Une évolution remarquée sur le terrain par Saveria Pietri, présidente de l’Aiutu studientinu qui parle de « 87 étudiants différents qui viennent à l’épicerie solidaire de l’association depuis septembre avec une augmentation de 10 étudiants pendant ce deuxième confinement ».
e nombre de bénéficiaires peut paraître modique mais il faut le rapporter au nombre d’inscrits à l’université de Corse qui est de 4 700 étudiants pour cette année universitaire 2020-2021.
Pour répondre à cette demande croissante l’Aiutu studientinu a même dû passer de 2 à 3 distributions de denrées alimentaires par semaine. La cause de cette augmentation est aussi le fait que plus d’étudiants soient restés confinés à Corte qu’au printemps.

Comme l’explique Marc-Paul Luciani « ce sont 121 jeunes qui sont restés à Corte dans les résidences du CROUS auxquels il faut ajouter ceux en résidence privée contre seulement 60 en mars ». Un chiffre qui a donc doublé et qui concerne surtout des étudiants étrangers et continentaux qui ne peuvent pas forcément retourner auprès de leur famille selon Saveria Pietri.


De nouvelles aides viennent s’ajouter à celles déjà existantes
Pour faire face à cette précarité grandissante, l’université, le CROUS et l’Aiutu studientinu ont débloqué de nouvelles aides et cela ne se fait pas qu’au niveau financier. L’ensemble des cours étant assuré de manière dématérialisée, il était essentiel que tous les étudiants puissent avoir accès à du matériel informatique et à une connexion internet.

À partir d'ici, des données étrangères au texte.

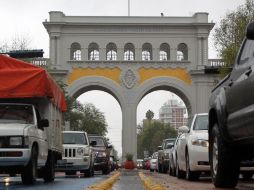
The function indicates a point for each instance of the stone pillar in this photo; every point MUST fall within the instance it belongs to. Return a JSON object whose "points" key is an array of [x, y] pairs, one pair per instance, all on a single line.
{"points": [[129, 130], [173, 52], [205, 51], [102, 54], [155, 55], [138, 54]]}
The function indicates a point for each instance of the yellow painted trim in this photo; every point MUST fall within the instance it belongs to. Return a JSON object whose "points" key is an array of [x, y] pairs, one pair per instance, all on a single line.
{"points": [[179, 73], [77, 73]]}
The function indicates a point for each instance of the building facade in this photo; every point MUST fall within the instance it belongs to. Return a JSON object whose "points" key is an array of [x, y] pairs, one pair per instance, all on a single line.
{"points": [[173, 112], [129, 57]]}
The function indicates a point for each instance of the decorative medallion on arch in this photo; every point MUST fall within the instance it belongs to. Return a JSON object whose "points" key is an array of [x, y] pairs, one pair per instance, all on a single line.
{"points": [[129, 78]]}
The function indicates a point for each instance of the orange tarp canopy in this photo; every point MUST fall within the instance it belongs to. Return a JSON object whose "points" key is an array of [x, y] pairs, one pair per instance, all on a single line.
{"points": [[19, 79]]}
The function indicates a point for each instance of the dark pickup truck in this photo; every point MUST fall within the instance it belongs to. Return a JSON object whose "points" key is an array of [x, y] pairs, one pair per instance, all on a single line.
{"points": [[102, 153], [231, 119]]}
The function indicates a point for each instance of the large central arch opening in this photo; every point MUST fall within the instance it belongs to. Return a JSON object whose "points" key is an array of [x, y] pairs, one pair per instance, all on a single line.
{"points": [[160, 112], [109, 106]]}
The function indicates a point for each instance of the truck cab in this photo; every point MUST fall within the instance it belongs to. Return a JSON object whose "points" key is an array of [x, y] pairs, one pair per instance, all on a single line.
{"points": [[77, 154]]}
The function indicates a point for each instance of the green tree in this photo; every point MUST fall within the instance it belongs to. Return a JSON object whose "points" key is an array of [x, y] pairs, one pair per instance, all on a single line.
{"points": [[149, 115], [230, 33], [17, 42], [152, 135], [84, 117]]}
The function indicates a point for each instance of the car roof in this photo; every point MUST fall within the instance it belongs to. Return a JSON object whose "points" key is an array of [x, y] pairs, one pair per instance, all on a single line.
{"points": [[74, 132]]}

Le pôle solidarité et handicap de l’université de Corse a donc mis à disposition de ceux qui en avaient besoin un système de prêt d’ordinateurs portables, une ouverture des salles informatiques et le don de 60 clés 4G offertes par la Collectivité de Corse pour les étudiants qui résident dans des zones blanches comme les villages autour de Corte.

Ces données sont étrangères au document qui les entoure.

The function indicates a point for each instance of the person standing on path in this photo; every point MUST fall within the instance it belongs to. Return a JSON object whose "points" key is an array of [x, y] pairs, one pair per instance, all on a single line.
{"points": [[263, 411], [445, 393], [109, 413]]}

Cette aide matérielle vient s’ajouter aux dispositifs déjà existants de soutien psychologique et à la distribution de bons alimentaires d’une valeur de 40 euros assuré de manière hebdomadaire. Dans ce cas aussi la demande a plus que doublé comme l’explique Nicolas Peretti, adjoint administratif au pôle solidarité et handicap de l’université de Corse : « La semaine dernière nous avons fait une première distribution pour 15 étudiants. Cette semaine cela s’est fait pour 40 d’entre eux ».


La barrière de la pudeur
Cependant tous ces chiffres ne relatent qu’une partie de la réalité. Par peur de la honte d’avouer qu’ils sont en difficulté, « certains jeunes ne viennent pas demander de l’aide » déplore Marc-Paul Luciani. Cette barrière de la pudeur, qui touche surtout les étudiants insulaires ne fait qu’accroître la précarité dans laquelle ils se trouvent comme l’explique Saveria Pietri qui essaye « de faire évoluer les mentalités » tout en comprenant que cela est difficile dans notre petite société insulaire de montrer qu’on a besoin d’aide.

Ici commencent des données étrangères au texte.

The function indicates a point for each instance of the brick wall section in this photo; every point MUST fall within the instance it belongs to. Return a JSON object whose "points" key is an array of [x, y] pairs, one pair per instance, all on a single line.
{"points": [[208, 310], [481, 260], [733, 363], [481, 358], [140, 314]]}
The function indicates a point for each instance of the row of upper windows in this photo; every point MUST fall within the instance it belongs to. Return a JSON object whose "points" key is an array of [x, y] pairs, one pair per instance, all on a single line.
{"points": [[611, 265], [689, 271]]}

Pour lutter contre cela le CROUS a pourtant mis en œuvre l’anonymat des demandeurs d’aide lors des commissions sociales qui visent à attribuer un soutien psychologique et financier aux étudiants dans le besoin comme l’explique Marc-Paul Luciani : « les noms sont masqués et tout est fait de manière anonyme pour que les étudiants prennent l’initiative de venir demander de l’aide sans se sentir jugés ».

Cette précarité, autant au niveau financier que matériel, ne cesse de croître pour les étudiants de l’université de Corse, mais les acteurs de la solidarité universitaire restent mobilisés et font face à une situation préoccupante accentuée par les deux confinements et dont certains aspects restent encore cachés par une peur d’être jugé encore trop présente.